As part of the city’s budget for 2020, Mayor Lori Lightfoot’s office released two Request for Proposals (RFPs) totaling 7.5 million dollars to combat violence induced trauma in high-risk neighborhoods, as well as an expansion for community-based street outreach programs. The funds are meant to help continue the city’s reduction in crime rates and represents a seven-fold increase in funding over last year.
The funds are part of the 11.5 million dollars in RFPs that the Mayor has slotted for investment in community-based public safety programs as part of her violence reduction strategy. $6 million will be distributed through the Chicago Department of Public Health to finance a non-profit agency that will provide training in violence obstruction to a collective of street outreach organizations. They will also be provided with access to various City services and law enforcement agencies. Allocation of these funds will increase access to crisis intervention and de-escalation services for those identified as high risk. “These unprecedented investments represent the first step towards ensuring that the outreach teams on the ground every day in our communities have the resources to sustain their efforts towards keeping our residents safe,” said Mayor Lightfoot.
The remaining RFP for $1.5 million is slated towards eliminating gaps in services between communities by providing programs that incorporate trauma-informed victim support with community outreach. These investments will help the city move towards creating a system of programs that address the needs of those impacted by gun violence. Services will include expedited crisis intervention, trauma counseling, access to mental health services, food assistance, housing, and other ongoing support.
To ensure these investments go to the communities that are most in need, the Mayor’s office collected data to determine which areas around the city would benefit most from the services. Fifteen communities: Auburn Gresham, Austin, Chicago Lawn, East Garfield Park, Englewood, Greater Grand Crossing, Humboldt Park, New City, North Lawndale, Roseland, South Lawndale, South Shore, West Englewood, West Garfield Park, and West Pullman all reported the highest levels of violence in the last three years and have been highlighted as priority communities in need.

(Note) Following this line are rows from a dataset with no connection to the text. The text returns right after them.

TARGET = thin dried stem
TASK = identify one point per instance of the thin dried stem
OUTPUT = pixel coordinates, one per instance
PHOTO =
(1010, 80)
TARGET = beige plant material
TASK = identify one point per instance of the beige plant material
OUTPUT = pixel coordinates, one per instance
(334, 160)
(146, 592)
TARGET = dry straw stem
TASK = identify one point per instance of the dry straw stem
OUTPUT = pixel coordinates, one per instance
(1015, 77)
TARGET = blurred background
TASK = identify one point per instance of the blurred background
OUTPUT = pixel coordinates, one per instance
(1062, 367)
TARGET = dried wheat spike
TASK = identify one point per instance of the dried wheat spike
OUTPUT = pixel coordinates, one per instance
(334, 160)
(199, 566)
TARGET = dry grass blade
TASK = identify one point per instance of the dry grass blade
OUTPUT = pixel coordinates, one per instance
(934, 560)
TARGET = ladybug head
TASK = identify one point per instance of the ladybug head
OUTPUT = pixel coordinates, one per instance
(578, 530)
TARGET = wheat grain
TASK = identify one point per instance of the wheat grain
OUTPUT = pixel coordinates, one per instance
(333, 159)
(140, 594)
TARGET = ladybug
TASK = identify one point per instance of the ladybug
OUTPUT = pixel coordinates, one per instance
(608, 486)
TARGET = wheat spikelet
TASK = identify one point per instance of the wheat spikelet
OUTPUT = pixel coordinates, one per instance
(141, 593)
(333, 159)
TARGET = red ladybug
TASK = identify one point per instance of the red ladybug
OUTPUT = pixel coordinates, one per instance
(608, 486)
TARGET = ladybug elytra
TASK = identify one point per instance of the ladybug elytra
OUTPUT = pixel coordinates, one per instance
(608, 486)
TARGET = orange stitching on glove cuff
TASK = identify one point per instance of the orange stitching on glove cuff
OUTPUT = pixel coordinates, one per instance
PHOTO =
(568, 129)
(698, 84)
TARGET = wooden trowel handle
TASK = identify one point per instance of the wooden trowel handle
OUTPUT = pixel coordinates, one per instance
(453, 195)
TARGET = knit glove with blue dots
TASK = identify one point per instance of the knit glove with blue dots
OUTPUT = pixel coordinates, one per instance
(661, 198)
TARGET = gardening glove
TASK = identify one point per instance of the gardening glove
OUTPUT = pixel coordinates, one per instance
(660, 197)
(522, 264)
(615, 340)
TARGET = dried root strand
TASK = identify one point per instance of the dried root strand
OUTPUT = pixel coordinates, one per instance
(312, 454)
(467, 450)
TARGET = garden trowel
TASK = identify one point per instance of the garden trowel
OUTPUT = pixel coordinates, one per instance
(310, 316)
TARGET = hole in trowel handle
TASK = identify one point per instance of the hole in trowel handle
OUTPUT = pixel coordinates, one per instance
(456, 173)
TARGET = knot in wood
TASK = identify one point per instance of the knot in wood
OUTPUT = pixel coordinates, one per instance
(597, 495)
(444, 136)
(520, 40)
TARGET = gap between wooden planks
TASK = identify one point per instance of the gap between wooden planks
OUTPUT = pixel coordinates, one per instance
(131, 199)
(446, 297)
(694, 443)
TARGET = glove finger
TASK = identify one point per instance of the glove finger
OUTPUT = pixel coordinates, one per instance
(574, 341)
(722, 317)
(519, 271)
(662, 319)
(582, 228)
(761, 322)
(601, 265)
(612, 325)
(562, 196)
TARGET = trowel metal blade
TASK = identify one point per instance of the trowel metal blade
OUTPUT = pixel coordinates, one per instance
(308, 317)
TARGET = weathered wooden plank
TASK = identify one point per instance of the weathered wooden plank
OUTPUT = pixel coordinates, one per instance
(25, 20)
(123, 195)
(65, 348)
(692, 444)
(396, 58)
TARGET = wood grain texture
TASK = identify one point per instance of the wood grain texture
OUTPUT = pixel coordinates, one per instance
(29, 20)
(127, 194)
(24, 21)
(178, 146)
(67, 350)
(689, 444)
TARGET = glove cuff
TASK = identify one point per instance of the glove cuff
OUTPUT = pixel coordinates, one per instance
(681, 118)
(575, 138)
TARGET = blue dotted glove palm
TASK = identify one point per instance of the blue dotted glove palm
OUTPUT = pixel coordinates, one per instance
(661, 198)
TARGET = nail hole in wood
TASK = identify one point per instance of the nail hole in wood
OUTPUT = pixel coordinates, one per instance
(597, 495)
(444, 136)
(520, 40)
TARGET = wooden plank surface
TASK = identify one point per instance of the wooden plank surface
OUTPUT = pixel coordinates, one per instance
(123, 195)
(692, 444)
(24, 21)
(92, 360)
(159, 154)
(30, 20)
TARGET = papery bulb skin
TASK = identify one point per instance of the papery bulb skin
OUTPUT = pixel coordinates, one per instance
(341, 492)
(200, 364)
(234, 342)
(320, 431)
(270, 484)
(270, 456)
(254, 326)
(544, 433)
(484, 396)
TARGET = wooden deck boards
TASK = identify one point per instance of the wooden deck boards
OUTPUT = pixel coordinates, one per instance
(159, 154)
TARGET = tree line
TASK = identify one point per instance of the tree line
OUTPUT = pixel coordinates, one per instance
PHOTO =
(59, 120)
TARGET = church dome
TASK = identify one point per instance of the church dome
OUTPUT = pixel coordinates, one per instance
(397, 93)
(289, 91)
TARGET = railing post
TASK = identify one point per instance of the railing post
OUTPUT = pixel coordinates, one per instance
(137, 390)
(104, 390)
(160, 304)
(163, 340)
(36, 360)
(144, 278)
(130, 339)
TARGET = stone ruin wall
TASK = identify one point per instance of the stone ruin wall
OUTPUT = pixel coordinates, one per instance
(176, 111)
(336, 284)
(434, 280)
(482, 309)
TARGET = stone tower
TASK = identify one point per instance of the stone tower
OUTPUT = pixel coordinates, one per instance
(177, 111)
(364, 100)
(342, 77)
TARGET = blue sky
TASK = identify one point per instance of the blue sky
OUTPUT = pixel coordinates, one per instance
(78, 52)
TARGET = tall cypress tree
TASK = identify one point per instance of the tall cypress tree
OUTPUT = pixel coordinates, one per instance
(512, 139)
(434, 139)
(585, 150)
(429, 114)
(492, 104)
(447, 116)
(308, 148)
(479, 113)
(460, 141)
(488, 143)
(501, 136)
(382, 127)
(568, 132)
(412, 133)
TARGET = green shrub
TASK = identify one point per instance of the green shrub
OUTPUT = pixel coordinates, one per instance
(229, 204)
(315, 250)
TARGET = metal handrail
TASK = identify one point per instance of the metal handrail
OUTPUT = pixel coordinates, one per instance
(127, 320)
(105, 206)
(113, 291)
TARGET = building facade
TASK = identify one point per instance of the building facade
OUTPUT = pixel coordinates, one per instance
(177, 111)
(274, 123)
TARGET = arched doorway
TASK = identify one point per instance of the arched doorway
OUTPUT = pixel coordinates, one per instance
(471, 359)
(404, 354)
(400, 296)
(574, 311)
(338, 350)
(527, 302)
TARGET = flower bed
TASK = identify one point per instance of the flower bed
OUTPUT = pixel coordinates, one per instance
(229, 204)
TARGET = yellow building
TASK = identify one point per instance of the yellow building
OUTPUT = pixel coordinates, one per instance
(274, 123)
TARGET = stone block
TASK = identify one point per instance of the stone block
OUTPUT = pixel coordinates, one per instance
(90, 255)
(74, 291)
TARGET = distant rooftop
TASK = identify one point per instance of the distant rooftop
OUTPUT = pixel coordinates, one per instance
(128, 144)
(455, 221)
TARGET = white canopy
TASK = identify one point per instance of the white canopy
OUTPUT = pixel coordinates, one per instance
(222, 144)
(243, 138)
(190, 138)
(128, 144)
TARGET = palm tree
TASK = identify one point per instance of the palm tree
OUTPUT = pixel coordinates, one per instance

A new Office of Violence Reduction has been created to affirm emphasis on the Mayor’s citywide violence reduction strategy. It will be overseen by Deputy Mayor of Public Safety Susan Lee, with Norman Kerr serving as the Director of Violence Reduction. Lee will ensure the proper rollout of the initiatives, services, and interventions created by these investments. The office will work in conjunction with various departments and agencies to generate quantity by organizing and coordinating information and services with violence interrupters, street outreach organizations, and neighborhood clubs throughout the city.